You are working in a one-stop breast clinic where patients are seen, imaged, and biopsied on the same visit. Across one clinic, three women present with breast complaints that span the benign-to-malignant spectrum. For each trigger, build your differential, apply triple assessment, and reason through management before revealing the next trigger. Pay attention to age, examination findings, and the patient's concerns.

Trigger 1: The young woman with a mobile lump

A 23-year-old university student presents anxiously with a 1.5 cm lump she found in her left breast. On examination it is smooth, firm, painless, and so mobile that it slips away under your fingers. She has no family history of note and is otherwise well. She is convinced she has cancer and wants the lump removed today.

DISCUSSION POINTS

  • What is the most likely diagnosis, and which examination features support it?
  • How does triple assessment apply here, and which imaging modality is first-line for a woman of her age and why?
  • Is immediate excision appropriate, or are there conservative options? Justify your answer.
  • How would you reassure and counsel this anxious young patient?
Click to reveal Trigger 2: The breastfeeding mother with a hot breast (discuss previous trigger first!)

Trigger 2: The breastfeeding mother with a hot breast

A 29-year-old woman who is six weeks postpartum and breastfeeding presents with a painful, red, swollen area in the lower half of her right breast and a fever of 38.5 degrees. Over two days it has become a tender, fluctuant lump.
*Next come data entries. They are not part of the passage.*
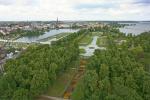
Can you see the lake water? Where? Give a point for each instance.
(137, 28)
(47, 34)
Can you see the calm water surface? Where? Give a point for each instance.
(137, 28)
(47, 34)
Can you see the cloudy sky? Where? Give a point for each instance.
(18, 10)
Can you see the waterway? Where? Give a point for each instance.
(46, 35)
(136, 29)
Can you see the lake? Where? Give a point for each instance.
(47, 34)
(137, 28)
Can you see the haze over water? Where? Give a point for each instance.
(136, 29)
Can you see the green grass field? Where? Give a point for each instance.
(101, 41)
(60, 84)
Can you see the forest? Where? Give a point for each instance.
(36, 68)
(119, 73)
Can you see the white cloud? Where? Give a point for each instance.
(67, 10)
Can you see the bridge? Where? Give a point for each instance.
(25, 42)
(38, 42)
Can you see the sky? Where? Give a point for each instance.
(47, 10)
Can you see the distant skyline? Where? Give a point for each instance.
(47, 10)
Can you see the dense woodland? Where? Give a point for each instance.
(35, 70)
(119, 73)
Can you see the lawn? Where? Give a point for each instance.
(97, 33)
(60, 84)
(82, 51)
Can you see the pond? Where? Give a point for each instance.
(137, 28)
(47, 34)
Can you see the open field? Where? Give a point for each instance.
(57, 36)
(101, 41)
(60, 84)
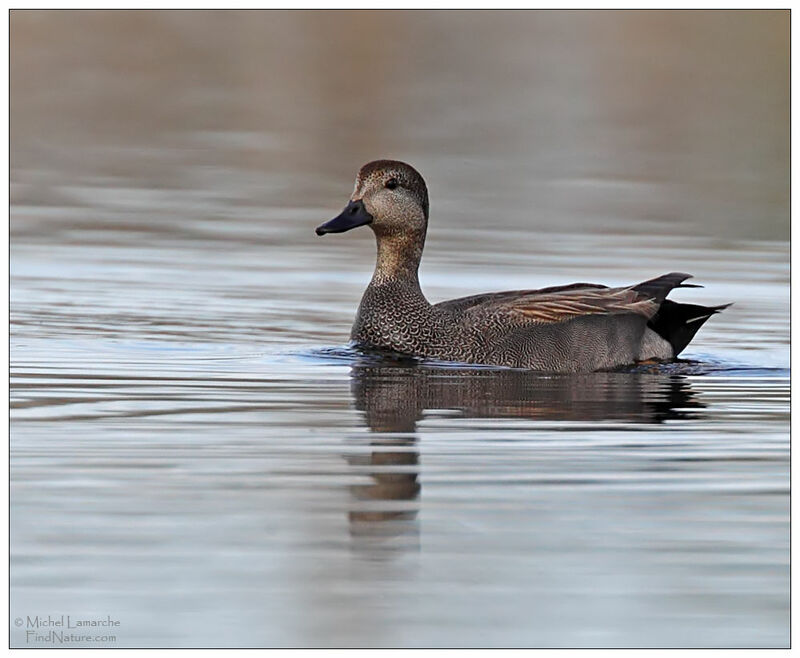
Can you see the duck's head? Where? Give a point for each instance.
(389, 196)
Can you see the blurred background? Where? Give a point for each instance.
(194, 447)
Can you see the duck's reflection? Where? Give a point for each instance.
(395, 397)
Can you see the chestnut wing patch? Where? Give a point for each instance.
(566, 305)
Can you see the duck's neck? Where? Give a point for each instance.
(399, 255)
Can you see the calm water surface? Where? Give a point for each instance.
(195, 450)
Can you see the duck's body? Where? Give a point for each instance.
(580, 327)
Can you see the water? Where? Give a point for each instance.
(197, 453)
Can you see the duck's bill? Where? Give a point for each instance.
(353, 216)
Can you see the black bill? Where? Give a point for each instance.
(355, 214)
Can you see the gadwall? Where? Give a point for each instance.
(579, 327)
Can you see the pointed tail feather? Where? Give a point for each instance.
(678, 323)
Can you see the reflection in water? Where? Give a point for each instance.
(394, 397)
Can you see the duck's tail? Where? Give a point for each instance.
(678, 323)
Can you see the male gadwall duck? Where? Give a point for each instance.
(580, 327)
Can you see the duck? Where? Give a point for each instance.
(579, 327)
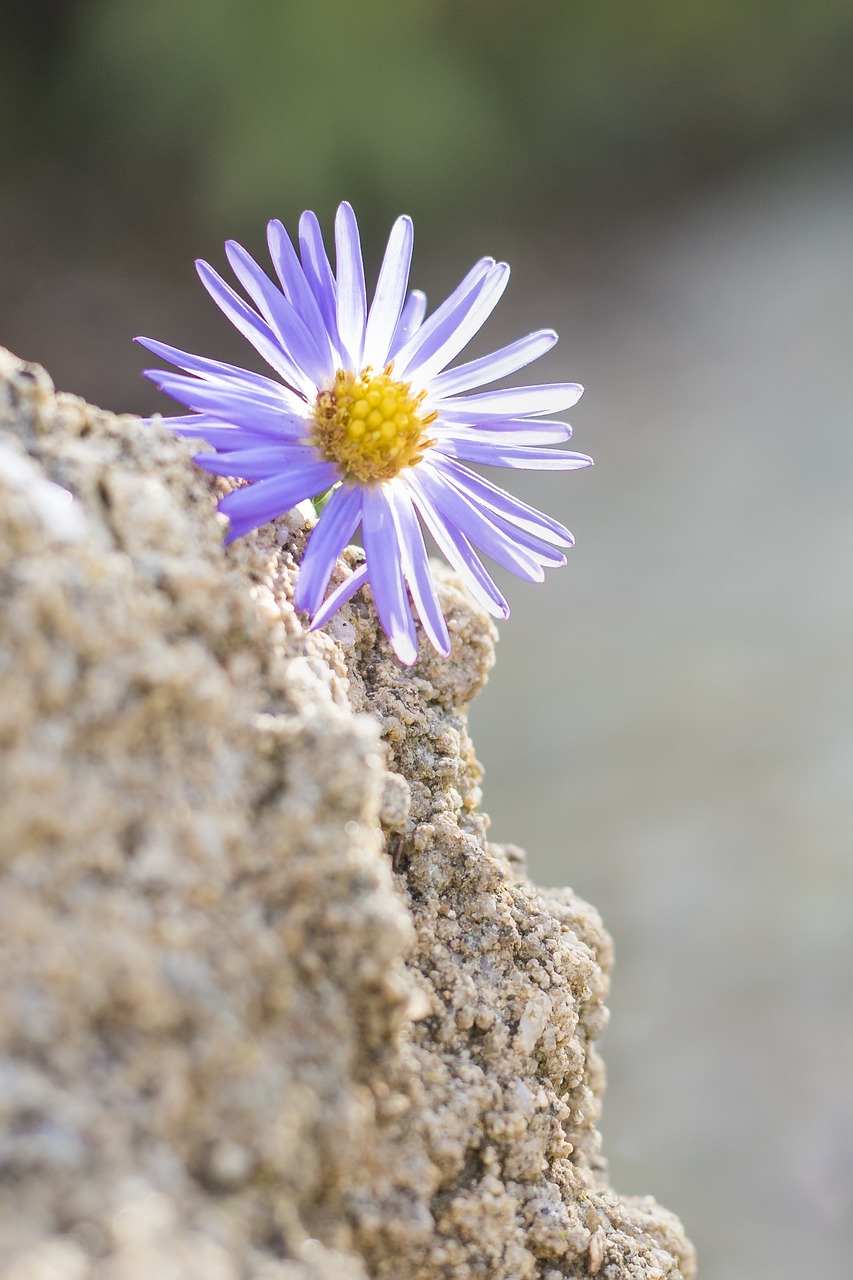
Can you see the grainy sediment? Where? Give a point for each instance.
(272, 1004)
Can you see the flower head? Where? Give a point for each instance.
(368, 410)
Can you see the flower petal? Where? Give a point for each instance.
(451, 328)
(229, 403)
(217, 370)
(456, 330)
(333, 530)
(296, 338)
(254, 329)
(220, 435)
(457, 551)
(477, 526)
(318, 273)
(511, 402)
(267, 499)
(488, 369)
(410, 320)
(297, 288)
(489, 496)
(384, 570)
(424, 332)
(389, 296)
(352, 298)
(496, 455)
(415, 563)
(341, 594)
(258, 464)
(503, 430)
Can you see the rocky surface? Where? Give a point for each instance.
(273, 1006)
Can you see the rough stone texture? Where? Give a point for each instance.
(273, 1008)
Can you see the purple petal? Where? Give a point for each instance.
(258, 464)
(384, 568)
(496, 455)
(296, 338)
(333, 530)
(352, 298)
(391, 292)
(252, 328)
(489, 496)
(297, 288)
(410, 320)
(425, 337)
(256, 503)
(512, 402)
(415, 563)
(488, 369)
(217, 371)
(229, 403)
(503, 430)
(457, 329)
(318, 273)
(459, 510)
(218, 434)
(341, 594)
(459, 552)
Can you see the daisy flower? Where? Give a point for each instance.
(368, 412)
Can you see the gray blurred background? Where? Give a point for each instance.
(670, 723)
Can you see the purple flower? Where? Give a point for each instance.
(368, 408)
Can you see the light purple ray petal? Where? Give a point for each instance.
(258, 464)
(296, 338)
(457, 332)
(254, 329)
(352, 298)
(497, 455)
(217, 371)
(503, 430)
(457, 551)
(489, 496)
(478, 528)
(488, 369)
(220, 435)
(229, 405)
(384, 570)
(389, 296)
(341, 594)
(336, 526)
(432, 332)
(511, 402)
(415, 563)
(256, 503)
(318, 273)
(297, 288)
(410, 320)
(541, 551)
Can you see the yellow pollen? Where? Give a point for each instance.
(370, 424)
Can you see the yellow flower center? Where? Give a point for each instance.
(370, 424)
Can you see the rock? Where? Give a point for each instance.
(273, 1006)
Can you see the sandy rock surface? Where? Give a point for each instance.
(273, 1008)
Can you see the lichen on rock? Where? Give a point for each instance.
(273, 1006)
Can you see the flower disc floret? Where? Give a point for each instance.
(370, 424)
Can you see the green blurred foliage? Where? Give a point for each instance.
(245, 108)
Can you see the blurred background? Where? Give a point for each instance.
(670, 723)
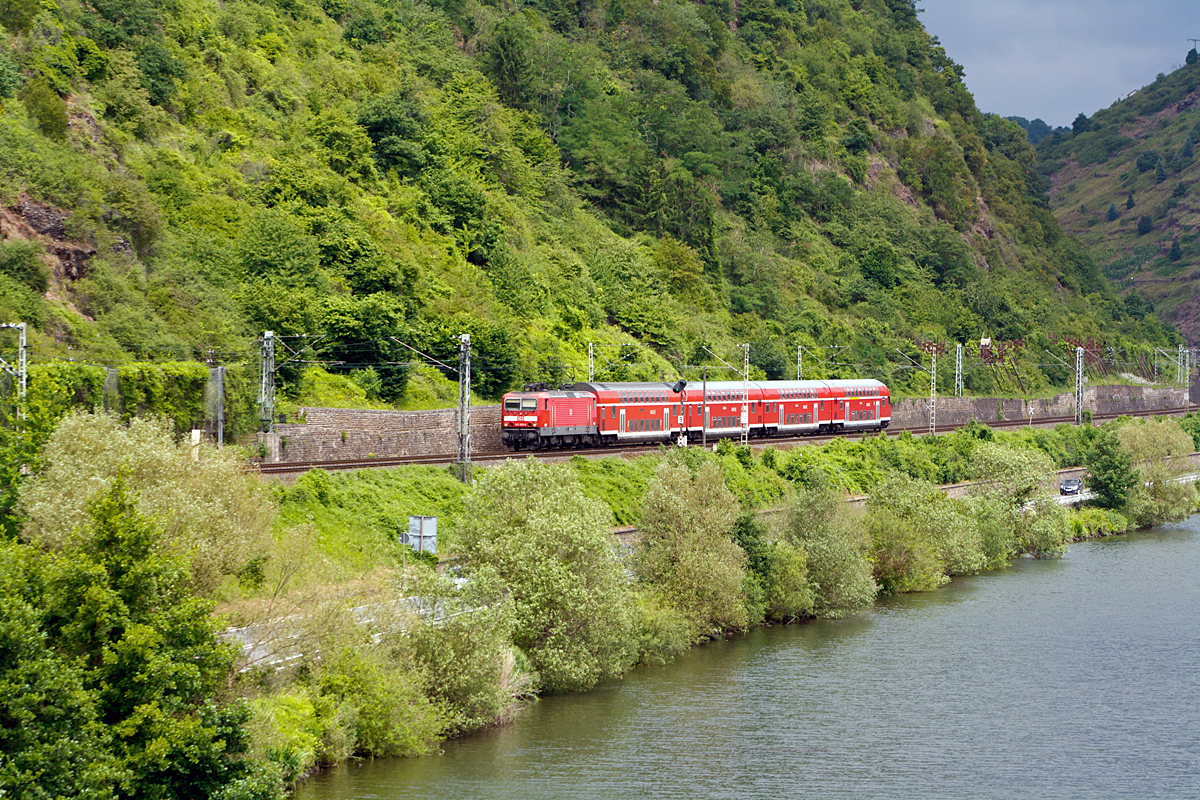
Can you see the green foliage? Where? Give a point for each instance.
(835, 548)
(1093, 523)
(209, 511)
(18, 16)
(1110, 474)
(46, 108)
(469, 665)
(418, 172)
(118, 602)
(1158, 447)
(391, 714)
(685, 551)
(531, 529)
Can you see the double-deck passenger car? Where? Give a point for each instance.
(589, 414)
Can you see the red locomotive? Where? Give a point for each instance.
(588, 415)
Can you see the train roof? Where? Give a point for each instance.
(713, 385)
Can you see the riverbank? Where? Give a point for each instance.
(988, 687)
(706, 567)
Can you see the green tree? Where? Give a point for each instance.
(1110, 474)
(210, 511)
(1158, 449)
(51, 740)
(531, 529)
(17, 16)
(835, 548)
(881, 264)
(687, 552)
(509, 61)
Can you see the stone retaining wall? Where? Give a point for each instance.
(343, 434)
(346, 434)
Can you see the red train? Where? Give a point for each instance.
(588, 415)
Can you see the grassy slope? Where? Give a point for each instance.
(1095, 169)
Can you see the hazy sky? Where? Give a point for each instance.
(1053, 59)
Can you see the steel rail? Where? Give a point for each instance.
(288, 468)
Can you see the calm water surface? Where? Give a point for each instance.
(1072, 678)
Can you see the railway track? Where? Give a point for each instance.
(292, 468)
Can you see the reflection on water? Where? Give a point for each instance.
(1073, 678)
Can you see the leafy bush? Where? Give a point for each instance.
(685, 551)
(835, 548)
(529, 529)
(210, 511)
(468, 661)
(21, 260)
(46, 108)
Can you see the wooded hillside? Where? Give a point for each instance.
(1123, 182)
(180, 176)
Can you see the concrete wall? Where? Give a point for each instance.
(1099, 400)
(346, 434)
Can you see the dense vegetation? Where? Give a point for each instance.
(354, 645)
(1123, 181)
(180, 176)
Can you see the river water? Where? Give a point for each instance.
(1072, 678)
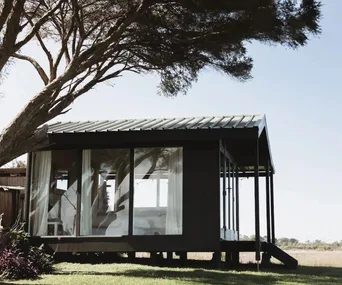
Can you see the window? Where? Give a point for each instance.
(158, 191)
(54, 193)
(105, 192)
(102, 204)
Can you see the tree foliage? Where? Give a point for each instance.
(100, 40)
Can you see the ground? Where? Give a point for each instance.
(327, 272)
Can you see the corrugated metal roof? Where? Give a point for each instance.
(225, 122)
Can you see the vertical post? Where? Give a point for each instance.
(228, 194)
(256, 201)
(79, 191)
(272, 208)
(233, 198)
(131, 192)
(224, 194)
(26, 210)
(237, 203)
(268, 214)
(158, 189)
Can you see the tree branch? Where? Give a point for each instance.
(37, 26)
(35, 64)
(6, 10)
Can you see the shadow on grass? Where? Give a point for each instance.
(304, 275)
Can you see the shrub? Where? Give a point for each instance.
(21, 260)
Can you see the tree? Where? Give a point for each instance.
(100, 40)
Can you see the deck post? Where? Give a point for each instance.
(131, 193)
(268, 214)
(237, 204)
(79, 191)
(26, 209)
(228, 195)
(272, 208)
(256, 201)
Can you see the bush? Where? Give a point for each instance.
(19, 259)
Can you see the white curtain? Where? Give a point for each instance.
(87, 183)
(40, 193)
(174, 212)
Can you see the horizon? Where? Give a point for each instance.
(298, 91)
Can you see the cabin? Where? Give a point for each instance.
(151, 185)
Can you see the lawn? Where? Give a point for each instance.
(68, 273)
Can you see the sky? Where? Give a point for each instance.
(300, 93)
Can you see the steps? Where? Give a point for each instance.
(281, 255)
(268, 248)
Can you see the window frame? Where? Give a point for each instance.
(79, 162)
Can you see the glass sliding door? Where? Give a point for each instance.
(158, 191)
(105, 192)
(53, 198)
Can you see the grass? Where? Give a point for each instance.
(69, 273)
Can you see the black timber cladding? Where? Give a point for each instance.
(239, 131)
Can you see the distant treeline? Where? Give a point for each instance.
(292, 243)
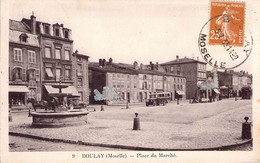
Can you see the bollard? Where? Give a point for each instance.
(10, 118)
(102, 108)
(246, 129)
(136, 122)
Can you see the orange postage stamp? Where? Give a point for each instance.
(228, 23)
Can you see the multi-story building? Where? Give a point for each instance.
(56, 56)
(24, 64)
(153, 78)
(193, 70)
(80, 79)
(107, 74)
(233, 81)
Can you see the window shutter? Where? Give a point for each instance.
(24, 74)
(37, 75)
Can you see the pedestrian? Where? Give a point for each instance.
(29, 104)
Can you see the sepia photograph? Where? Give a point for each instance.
(119, 79)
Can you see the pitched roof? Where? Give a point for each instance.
(16, 29)
(110, 68)
(146, 70)
(182, 61)
(18, 26)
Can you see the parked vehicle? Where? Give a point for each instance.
(158, 98)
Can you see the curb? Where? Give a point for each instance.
(125, 146)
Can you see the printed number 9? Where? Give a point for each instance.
(214, 34)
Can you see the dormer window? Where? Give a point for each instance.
(57, 32)
(47, 29)
(23, 37)
(66, 33)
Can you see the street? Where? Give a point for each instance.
(17, 144)
(184, 126)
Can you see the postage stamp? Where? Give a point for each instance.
(230, 21)
(224, 41)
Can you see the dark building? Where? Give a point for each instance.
(231, 82)
(24, 65)
(193, 70)
(80, 64)
(56, 56)
(108, 74)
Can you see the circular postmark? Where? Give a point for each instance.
(220, 46)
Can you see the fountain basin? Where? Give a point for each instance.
(59, 119)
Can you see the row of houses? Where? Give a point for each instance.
(41, 56)
(134, 83)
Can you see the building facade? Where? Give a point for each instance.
(233, 81)
(141, 80)
(41, 60)
(107, 74)
(24, 65)
(56, 57)
(80, 64)
(193, 70)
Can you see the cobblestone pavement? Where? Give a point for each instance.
(185, 126)
(17, 144)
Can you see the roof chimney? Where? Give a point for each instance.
(110, 61)
(104, 63)
(100, 62)
(141, 66)
(33, 24)
(135, 65)
(151, 64)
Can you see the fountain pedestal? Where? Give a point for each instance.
(59, 119)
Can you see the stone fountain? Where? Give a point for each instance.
(60, 116)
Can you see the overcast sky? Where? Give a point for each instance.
(127, 31)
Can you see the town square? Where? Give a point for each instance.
(127, 80)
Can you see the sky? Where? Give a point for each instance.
(127, 31)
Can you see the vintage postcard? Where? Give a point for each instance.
(132, 81)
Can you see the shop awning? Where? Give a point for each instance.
(70, 90)
(18, 88)
(180, 92)
(216, 91)
(49, 72)
(51, 90)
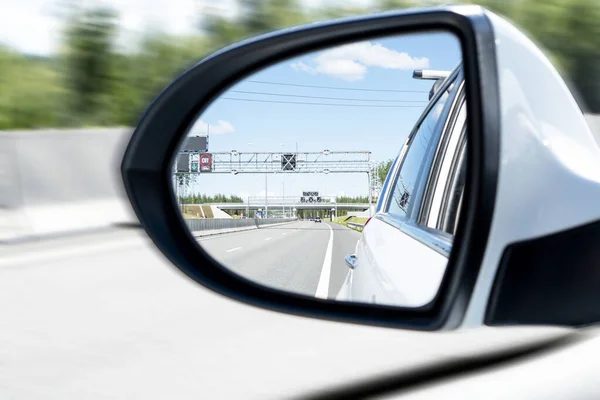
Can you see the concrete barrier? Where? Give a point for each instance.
(222, 224)
(61, 181)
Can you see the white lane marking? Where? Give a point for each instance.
(77, 250)
(323, 286)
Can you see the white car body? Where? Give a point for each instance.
(545, 143)
(400, 262)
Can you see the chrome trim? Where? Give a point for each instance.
(434, 239)
(351, 261)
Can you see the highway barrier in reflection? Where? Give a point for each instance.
(68, 180)
(218, 224)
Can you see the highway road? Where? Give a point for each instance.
(105, 315)
(303, 257)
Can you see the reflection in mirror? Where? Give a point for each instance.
(338, 174)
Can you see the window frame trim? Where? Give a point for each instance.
(441, 150)
(457, 74)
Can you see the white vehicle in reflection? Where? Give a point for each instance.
(403, 251)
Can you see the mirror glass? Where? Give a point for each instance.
(337, 174)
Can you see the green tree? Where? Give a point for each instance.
(90, 36)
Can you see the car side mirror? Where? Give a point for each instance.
(522, 211)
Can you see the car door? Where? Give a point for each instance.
(402, 254)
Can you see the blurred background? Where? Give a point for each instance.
(90, 308)
(99, 63)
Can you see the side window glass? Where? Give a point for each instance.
(415, 165)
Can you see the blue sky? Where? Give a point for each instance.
(379, 64)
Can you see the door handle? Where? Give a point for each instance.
(351, 261)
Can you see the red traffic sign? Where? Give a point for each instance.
(205, 162)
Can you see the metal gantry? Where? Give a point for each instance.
(234, 162)
(196, 163)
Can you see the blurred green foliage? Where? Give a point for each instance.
(91, 82)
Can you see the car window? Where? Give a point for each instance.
(415, 165)
(448, 166)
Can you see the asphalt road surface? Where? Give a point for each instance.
(105, 316)
(303, 257)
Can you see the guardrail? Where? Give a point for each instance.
(205, 224)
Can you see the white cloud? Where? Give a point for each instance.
(351, 62)
(201, 128)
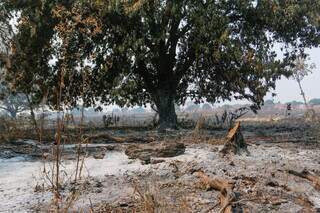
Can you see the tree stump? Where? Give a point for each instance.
(235, 142)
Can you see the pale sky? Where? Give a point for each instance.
(288, 90)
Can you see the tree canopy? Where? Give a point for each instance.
(158, 52)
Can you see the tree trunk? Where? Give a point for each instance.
(165, 107)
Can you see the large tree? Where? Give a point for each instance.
(162, 52)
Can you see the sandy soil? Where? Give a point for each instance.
(114, 182)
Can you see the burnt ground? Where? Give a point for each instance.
(263, 180)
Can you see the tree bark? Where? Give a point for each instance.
(164, 101)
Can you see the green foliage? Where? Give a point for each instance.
(158, 52)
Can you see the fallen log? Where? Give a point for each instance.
(235, 142)
(112, 139)
(307, 175)
(225, 187)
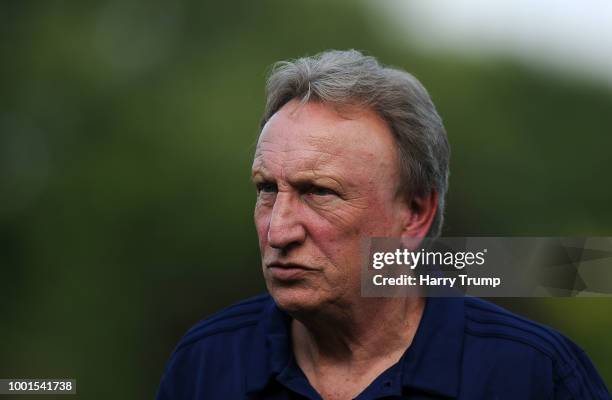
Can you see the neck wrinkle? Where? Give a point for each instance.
(379, 329)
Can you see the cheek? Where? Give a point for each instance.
(262, 222)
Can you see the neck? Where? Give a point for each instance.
(369, 331)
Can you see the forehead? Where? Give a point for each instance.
(316, 136)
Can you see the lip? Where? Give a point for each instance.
(288, 271)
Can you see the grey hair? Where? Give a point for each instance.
(348, 78)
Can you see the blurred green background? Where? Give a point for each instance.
(126, 136)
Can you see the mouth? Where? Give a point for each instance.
(288, 271)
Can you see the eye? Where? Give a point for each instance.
(266, 187)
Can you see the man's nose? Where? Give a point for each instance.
(285, 227)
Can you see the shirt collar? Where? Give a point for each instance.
(432, 363)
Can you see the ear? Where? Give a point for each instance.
(419, 218)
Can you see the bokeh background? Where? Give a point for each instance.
(127, 129)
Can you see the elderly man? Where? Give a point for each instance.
(350, 150)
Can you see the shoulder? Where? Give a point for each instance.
(227, 322)
(212, 358)
(487, 320)
(514, 345)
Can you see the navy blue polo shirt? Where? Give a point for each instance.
(464, 348)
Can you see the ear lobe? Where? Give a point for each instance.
(421, 215)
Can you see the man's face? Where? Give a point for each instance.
(325, 181)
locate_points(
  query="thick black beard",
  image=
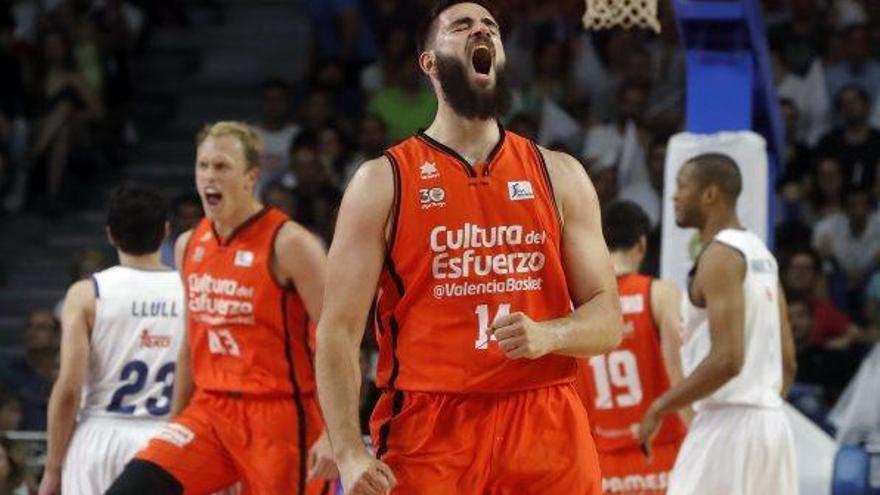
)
(465, 100)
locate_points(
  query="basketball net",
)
(606, 14)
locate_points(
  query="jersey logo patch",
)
(244, 258)
(632, 304)
(433, 197)
(176, 434)
(429, 171)
(198, 254)
(149, 340)
(520, 190)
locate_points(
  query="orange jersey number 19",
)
(616, 377)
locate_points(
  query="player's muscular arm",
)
(718, 282)
(183, 380)
(354, 265)
(596, 323)
(300, 262)
(789, 355)
(77, 318)
(666, 308)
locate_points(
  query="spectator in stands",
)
(118, 27)
(68, 106)
(857, 69)
(12, 97)
(397, 48)
(855, 143)
(851, 240)
(333, 152)
(186, 212)
(604, 142)
(406, 104)
(826, 187)
(550, 78)
(872, 302)
(84, 264)
(796, 152)
(371, 139)
(12, 470)
(830, 365)
(317, 110)
(31, 374)
(802, 279)
(339, 79)
(10, 410)
(316, 196)
(276, 129)
(341, 31)
(803, 38)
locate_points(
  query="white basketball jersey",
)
(760, 381)
(139, 322)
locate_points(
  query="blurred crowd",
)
(66, 88)
(610, 98)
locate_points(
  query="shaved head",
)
(719, 170)
(428, 27)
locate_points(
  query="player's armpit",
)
(354, 264)
(77, 318)
(789, 355)
(183, 379)
(180, 249)
(719, 280)
(665, 306)
(299, 260)
(596, 324)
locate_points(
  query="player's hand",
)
(51, 483)
(363, 474)
(321, 463)
(647, 430)
(520, 337)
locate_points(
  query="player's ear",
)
(109, 236)
(643, 245)
(428, 62)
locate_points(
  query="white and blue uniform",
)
(139, 324)
(740, 441)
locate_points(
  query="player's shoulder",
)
(183, 239)
(293, 237)
(372, 187)
(559, 162)
(722, 260)
(81, 293)
(373, 171)
(569, 179)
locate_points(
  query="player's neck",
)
(624, 263)
(471, 138)
(227, 225)
(151, 261)
(717, 222)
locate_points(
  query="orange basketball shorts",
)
(220, 439)
(628, 472)
(535, 441)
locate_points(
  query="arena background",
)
(334, 82)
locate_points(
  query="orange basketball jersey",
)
(620, 386)
(468, 243)
(246, 333)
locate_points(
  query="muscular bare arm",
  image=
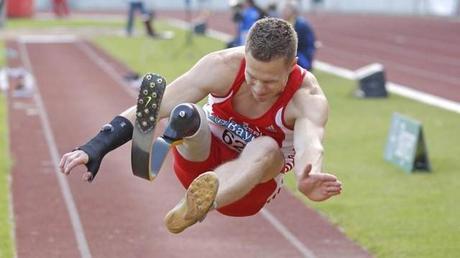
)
(311, 113)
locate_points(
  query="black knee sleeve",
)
(184, 121)
(111, 136)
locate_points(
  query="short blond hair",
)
(272, 38)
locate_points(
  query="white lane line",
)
(283, 230)
(45, 39)
(63, 183)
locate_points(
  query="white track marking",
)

She has been taking oral antibiotics from her GP for three days with little improvement and is exhausted and worried about feeding her baby.

DISCUSSION POINTS

  • What is the diagnosis, and which organism is most commonly responsible?
  • Why have antibiotics alone failed, and what is the key management step once a fluctuant abscess has formed?
  • Should she continue breastfeeding, and what advice would you give?
  • What red-flag features would make you reconsider the diagnosis (e.g. inflammatory carcinoma) and prompt biopsy?
Click to reveal Trigger 3: The older woman with a hard, tethered lump (discuss previous trigger first!)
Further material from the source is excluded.